There is something sinister going on within Morkobot’s amorphous racket. The Italians’ fifth album GoRgO (Supernatural Cat) again showcases their warped blend of duelling bass guitars and skewed noise rock rhythms, but these songs are more neatly crafted than before, leading to a bug-eyed art rock din that is both familiar and wonderfully eccentric. The first six tracks amount to a sustained assault on the senses, but it’s the closing GoRgO’s nine minutes of exploratory abandon and horrified tension that seals the deal.
Originally from Hungary but currently based in Edinburgh, Thy Catafalque have forged a unique and fascinating path through the black metal avant-garde over the course of six albums, but it’s the one-man band’s seventh, Meta (Season Of Mist), that will surely see them embraced by the prog fraternity too. Vivid, unpredictable and stunning from start to finish, mastermind Tamás Káti’s wide and wild musical palette ensures that surprises come thick and fast, but whether dabbling in downbeat electronica, obtuse psychedelia or fervently cinematic ambience, multi-faceted sonic journeys like the startling, 21-minute Malmok Járnak present a deftly coherent vision that rejects the obvious in favour of the liberated and limitless. A truly extraordinary piece of work, all told.
Three years on from their promising debut, Sweden’s Witherscape have removed their safety net and plunged wholeheartedly into prog territory. Main men Dan Swanö and Rangnar Widerberg both have deep roots in the metal world, and while The Northern Sanctuary (Century Media) owes plenty to the adventurous bluster of King Diamond, the duo’s blend of thunderous modernity and vintage trimmings makes songs like Wake Of Infinity and Marionette feel like shrewd upgrades of Uriah Heep’s heavy prog template, with all the blissful analogue keys and narrative melodrama that such an excursion demands.
Eight-legged instrumental prog metal project The Night Watch spent two years putting the 36 minute Boundaries (available from their Bandcamp page) together, and it’s the band’s attention to detail and self-evident chemistry that makes this meandering but meticulous voyage so consistently engaging. The interplay between guitarist Nathanael Larochette and violinist Evan Runge gives everything a highly distinctive feel, as the quartet glide majestically through moments of punchy syncopation and densely atmospheric restraint.

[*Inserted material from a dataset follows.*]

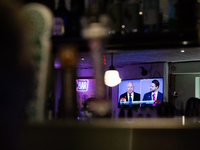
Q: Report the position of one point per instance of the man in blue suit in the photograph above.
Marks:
(154, 94)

Beloved of Europe’s goth metal masses but with a sound that fans of Katatonia and Anathema will recognise and embrace, Lacrimas Profundere have spent 23 years making darkly dramatic albums with a widescreen soul. Hope Is Here (Nuclear Blast) is simply the Germans’ best yet: a dour but emotional splurge of glowering melodrama that is heavy on soulful melody and lyrical yearning, if not on bright-eyed optimism. The goths wouldn’t have it any other way.